Gece vakti Ankara Şehrinin, en yüksek bölgelerinden birisi olan Oran’da; bir güvenlik görevlisi sıcak kulübesinde bacaklarını uzatmış ve kafasını prefabrik kulübesinin duvarına dayayarak telefonunda bir radyo açmıştı. Çalan şarkıların loşluğundan olsa gerek kendisini gece vakti zar zor ayakta tutabiliyordu.

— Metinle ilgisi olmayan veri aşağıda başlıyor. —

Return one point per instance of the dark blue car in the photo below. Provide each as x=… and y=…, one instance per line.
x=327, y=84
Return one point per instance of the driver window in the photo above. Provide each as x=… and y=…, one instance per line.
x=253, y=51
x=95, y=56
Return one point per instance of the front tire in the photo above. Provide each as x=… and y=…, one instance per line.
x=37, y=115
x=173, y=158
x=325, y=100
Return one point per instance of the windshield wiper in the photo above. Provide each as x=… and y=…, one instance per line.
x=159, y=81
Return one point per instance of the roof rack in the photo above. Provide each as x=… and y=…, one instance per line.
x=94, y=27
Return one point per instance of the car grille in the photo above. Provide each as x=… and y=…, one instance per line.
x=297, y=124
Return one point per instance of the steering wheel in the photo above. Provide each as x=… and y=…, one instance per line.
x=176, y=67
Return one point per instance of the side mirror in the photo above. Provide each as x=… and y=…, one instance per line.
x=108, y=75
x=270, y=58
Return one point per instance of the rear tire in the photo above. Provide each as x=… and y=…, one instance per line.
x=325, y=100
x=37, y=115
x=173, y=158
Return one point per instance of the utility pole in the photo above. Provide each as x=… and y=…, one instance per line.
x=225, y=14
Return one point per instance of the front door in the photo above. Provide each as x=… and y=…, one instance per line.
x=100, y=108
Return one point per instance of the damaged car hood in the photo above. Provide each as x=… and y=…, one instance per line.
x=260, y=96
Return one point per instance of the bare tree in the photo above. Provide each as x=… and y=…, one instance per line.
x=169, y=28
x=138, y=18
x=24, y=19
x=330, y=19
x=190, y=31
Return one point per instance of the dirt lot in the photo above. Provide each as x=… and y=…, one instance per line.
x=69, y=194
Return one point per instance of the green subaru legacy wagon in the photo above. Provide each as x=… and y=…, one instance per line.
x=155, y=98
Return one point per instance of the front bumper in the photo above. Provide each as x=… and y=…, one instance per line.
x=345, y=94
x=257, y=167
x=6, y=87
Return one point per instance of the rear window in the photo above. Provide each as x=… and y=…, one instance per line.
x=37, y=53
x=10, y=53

Ağzını büyükçe açan Oğuzhan doya doya esnedi, radyolarda çalan tüm şarkılardan sıkılmıştı ancak yapabileceği bir şeyin olmadığının da farkındaydı. Telefonu oldukça eski bir modeldi ve içerisinde sadece birkaç tane şarkı yükleyebileceği dahili hafızası vardı. En iyi özelliğiyse doyasıya bedava radyo dinlettirmesiydi. Tabii ondan da sıkılırsan yapabileceğin bir şey yoktu lakin; hiç yoktan iyiydi.

“Krsstt!”

“Acil bir haberle birlikte yayınımıza ara vermiş bulunmaktayız. Meteoroloji Genel Müdürlüğünün beş dakika önce yayınlamış olduğu hava tahminlerine göre bu gece insanları çok yoğun bir kar fırtınası beklemekte. Daha fazla bilgi için bir uzmana bağlanıyoruz.”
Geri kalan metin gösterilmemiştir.